ペロプス
ペロプス · Pelops
タンタロスの子。父に切り刻まれて神々に供され、蘇生ののちに戦車競走でヒッポダメイアを得た。ペロポネーソス半島の名祖。
解説
概要
ペロプス(Πέλοψ / Pelops)は、リューディア王タンタロスの子で、ペロポネーソス(「ペロプスの島」)の名祖である。ピーサの王オイノマオスとの戦車競走に勝って王女ヒッポダメイアを娶り、その子孫がアトレウス家をなす。
彼は二度、他人の企みの対象になる。一度は父に切り刻まれて神々の食卓に供され、一度は競走の勝利を御者の裏切りによって得る。そして裏切った御者を殺し、その呪いを一族に引き受けることになる。アトレウス家の血の連鎖は、彼の代で二重に始まっている。
神話・物語
父タンタロスは神々の全知を試そうとして、彼を切り刻んで煮た料理を出した。デーメーテールだけが娘を奪われた直後で気づかず左肩を口にする。神々は釜から彼を蘇生させ、失われた肩は象牙で補われた。以後、彼の子孫には象牙の肩の徴があったとする伝えもある。ポセイドーンに愛されて天へ運ばれ、酌人を務めたともいう。

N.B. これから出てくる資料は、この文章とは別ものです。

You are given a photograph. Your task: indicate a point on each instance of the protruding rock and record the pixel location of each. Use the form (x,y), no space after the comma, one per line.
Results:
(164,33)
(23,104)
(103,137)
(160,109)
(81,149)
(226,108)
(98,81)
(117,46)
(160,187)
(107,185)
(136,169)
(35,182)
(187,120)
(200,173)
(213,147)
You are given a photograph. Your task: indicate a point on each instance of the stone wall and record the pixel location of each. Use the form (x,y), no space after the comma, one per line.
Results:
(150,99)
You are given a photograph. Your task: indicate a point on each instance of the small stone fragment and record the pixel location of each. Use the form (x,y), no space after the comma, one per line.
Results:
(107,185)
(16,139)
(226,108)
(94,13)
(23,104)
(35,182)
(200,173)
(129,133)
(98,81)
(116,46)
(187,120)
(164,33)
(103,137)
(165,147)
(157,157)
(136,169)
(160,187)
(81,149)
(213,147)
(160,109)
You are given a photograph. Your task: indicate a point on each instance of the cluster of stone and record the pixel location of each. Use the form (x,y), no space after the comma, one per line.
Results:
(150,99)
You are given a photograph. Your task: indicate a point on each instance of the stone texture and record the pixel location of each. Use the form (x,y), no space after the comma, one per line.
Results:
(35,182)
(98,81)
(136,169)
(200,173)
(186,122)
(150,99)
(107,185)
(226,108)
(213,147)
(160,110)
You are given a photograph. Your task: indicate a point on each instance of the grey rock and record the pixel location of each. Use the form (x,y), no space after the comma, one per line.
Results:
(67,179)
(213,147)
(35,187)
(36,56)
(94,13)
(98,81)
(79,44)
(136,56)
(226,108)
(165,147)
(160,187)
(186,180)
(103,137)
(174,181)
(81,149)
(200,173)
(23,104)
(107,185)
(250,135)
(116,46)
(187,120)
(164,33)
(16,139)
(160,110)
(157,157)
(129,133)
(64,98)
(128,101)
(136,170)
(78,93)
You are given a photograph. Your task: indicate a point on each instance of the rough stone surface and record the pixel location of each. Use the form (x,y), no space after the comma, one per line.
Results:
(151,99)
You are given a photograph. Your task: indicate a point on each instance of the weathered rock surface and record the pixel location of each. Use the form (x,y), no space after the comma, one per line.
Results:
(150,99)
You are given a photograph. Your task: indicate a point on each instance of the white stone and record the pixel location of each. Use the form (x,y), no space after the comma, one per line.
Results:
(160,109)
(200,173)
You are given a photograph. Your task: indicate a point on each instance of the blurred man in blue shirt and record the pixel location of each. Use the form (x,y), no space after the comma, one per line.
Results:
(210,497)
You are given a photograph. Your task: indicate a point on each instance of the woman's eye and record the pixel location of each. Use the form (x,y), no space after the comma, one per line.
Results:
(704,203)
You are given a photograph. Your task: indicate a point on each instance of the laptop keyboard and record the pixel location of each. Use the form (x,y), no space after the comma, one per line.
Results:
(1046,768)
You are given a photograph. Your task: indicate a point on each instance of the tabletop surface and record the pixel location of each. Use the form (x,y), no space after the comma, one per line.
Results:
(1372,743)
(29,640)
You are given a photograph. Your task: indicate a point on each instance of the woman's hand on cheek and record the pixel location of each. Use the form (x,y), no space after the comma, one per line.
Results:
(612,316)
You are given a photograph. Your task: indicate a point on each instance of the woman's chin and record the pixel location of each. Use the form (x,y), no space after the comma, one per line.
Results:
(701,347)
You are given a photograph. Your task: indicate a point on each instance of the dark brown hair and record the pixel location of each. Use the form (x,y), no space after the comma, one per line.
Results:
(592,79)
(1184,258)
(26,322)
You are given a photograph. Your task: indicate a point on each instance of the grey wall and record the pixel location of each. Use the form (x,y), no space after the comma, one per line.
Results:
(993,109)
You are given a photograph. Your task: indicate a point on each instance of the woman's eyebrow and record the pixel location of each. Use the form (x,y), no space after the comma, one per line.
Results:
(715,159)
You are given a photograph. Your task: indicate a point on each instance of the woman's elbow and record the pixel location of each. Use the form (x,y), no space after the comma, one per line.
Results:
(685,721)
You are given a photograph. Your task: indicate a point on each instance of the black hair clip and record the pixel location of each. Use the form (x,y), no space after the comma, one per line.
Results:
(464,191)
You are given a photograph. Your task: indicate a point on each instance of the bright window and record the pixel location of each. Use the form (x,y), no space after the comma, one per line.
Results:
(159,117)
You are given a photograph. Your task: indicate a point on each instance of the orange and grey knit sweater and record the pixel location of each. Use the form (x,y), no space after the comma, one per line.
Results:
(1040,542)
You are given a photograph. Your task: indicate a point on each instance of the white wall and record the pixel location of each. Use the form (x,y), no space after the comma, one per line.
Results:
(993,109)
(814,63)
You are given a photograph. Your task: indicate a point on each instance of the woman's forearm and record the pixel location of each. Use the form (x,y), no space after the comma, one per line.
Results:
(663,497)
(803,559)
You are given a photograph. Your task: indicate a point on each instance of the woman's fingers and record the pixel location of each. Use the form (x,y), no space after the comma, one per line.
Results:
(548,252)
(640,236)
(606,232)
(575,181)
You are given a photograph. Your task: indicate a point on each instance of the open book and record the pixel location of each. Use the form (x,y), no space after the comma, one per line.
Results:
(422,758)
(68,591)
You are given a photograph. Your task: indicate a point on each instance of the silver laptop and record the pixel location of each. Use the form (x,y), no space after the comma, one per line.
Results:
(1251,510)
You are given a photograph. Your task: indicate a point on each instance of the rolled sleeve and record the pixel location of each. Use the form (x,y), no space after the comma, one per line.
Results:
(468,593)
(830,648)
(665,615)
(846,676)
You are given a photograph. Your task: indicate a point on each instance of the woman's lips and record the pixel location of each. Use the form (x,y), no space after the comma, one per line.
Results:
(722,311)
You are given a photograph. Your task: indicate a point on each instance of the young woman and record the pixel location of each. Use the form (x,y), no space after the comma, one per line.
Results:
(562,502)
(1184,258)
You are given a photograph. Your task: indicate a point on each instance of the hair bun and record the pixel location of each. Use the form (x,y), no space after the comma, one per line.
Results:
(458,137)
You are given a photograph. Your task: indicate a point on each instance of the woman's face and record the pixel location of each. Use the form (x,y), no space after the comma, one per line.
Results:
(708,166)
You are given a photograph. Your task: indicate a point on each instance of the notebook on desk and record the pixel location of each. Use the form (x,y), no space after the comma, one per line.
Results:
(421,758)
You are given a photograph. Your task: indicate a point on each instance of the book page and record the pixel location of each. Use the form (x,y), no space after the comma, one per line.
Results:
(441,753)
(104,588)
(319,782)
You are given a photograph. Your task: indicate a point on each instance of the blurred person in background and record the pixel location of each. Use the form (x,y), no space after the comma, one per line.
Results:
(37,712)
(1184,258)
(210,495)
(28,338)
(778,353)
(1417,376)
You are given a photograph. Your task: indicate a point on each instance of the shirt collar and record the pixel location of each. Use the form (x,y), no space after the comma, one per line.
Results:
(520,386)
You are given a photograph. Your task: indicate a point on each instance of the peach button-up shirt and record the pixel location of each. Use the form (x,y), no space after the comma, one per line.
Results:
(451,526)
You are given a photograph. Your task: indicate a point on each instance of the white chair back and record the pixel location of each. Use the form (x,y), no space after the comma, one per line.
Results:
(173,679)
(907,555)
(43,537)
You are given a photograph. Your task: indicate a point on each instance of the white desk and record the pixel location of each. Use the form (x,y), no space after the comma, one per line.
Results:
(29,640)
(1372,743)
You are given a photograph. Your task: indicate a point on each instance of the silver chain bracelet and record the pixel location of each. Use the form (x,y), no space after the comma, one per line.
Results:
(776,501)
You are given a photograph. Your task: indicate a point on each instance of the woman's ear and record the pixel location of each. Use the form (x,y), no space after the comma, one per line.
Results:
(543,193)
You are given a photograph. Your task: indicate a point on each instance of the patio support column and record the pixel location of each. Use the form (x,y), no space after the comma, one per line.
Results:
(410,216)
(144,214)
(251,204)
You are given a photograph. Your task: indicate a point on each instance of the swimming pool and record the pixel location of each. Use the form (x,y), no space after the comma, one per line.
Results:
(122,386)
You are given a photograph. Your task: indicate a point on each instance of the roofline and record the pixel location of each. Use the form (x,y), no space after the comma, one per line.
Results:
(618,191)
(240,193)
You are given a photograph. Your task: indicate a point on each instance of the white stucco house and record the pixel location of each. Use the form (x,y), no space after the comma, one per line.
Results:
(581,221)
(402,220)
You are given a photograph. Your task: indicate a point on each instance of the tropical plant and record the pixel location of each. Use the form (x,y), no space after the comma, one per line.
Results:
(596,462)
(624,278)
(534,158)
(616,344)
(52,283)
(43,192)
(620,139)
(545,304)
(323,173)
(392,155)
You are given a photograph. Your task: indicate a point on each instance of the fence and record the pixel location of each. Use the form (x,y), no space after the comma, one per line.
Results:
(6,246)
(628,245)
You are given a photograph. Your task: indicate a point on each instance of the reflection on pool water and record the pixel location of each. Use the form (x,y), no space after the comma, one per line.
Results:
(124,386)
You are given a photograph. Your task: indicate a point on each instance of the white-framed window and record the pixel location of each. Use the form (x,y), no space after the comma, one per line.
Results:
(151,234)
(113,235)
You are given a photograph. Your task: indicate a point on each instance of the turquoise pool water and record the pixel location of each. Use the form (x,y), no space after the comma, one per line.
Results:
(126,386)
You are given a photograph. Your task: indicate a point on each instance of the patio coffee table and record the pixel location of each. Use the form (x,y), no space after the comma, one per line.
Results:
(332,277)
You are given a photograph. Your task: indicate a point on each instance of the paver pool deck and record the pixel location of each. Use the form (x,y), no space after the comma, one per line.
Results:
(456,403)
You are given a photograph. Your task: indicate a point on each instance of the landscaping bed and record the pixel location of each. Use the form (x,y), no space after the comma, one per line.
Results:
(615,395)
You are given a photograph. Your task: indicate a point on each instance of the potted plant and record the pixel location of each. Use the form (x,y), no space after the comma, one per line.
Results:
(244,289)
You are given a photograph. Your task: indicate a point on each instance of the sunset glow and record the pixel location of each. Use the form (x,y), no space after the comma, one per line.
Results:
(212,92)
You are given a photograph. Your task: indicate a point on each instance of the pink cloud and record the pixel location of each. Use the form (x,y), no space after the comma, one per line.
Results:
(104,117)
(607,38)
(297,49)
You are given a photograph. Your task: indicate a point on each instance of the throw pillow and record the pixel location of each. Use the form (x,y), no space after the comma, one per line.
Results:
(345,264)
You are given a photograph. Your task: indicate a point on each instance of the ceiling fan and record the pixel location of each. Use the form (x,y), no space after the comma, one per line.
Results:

成長した彼はピーサの王オイノマオスの娘ヒッポダメイアを求めた。王は、娘の夫に殺されるという神託を恐れ、求婚者に戦車競走を課して敗れた者を殺していた。彼はポセイドーンから翼ある馬の車を得たとも、王の御者ミュルティロスを買収したとも伝えられる。ミュルティロスは車軸の留めを蝋のものに取り替え、走行中に車輪が外れてオイノマオスは死んだ。
約束の報酬を求めたミュルティロスを、彼は海へ突き落として殺す。落ちながら御者は彼と子孫に呪いをかけた。この海がミュルトーオン海と呼ばれるようになったという。競走の勝利は、買収と裏切りと殺害によって得られたものであった。
王となった彼はピーサとアルカディアを併せ、半島全体に勢力を広げてその名を与えた。オリュンピア祭の創始者とする伝えもあり、オリュンピアには彼の聖域ペロピオンがあって、黒い牡羊の犠牲が捧げられた。
図像と象徴
本ページの主画像はオリュンピアのゼウス神殿東破風の中央部分(前5世紀前半、オリュンピア考古学博物館)で、中央にゼウス、その左右にオイノマオスと彼が立ち、競走の直前の静止した瞬間を表す。ギリシア最大級の神殿が正面にこの主題を掲げたことは、彼が競技祭の起源として位置づけられていたことを示す。
陶画では戦車競走の場面が描かれた。ただし切り刻まれる場面も、ミュルティロス殺害も、古代の図像にはほとんど現れない。図像が選んだのは、勝利の由来ではなく勝利そのものであった。
系譜と関係
父タンタロス、母はディオーネーあるいはエウリュアナッサ。姉妹にニオベー。妻ヒッポダメイア、子にアトレウス、テュエステース、ピッテウス、アルカトオスら。ニュンペーとの子クリューシッポスは、アトレウスとテュエステースに殺された。
ピッテウスの娘アイトラーの子がテーセウスであり、アトレウスの子がアガメムノーンとメネラーオスである。ペロポネーソスとアテーナイの英雄が、いずれも彼に系譜を遡らせる。
文化的足跡
トロイア戦争では、彼の骨をトロイアへ運ぶことが落城の条件の一つに数えられた。ヘレノスが明かした三つの条件のうちの一つであり、死んだ王の遺骨が戦争の勝敗を左右するという構図は、オレステースやヘクトールの遺骨移送と同じ型に属する。
ペロポネーソス半島の名は今日まで残る。神話上の王の名が、実在の地理区分としてこれほど長く使われている例は多くない。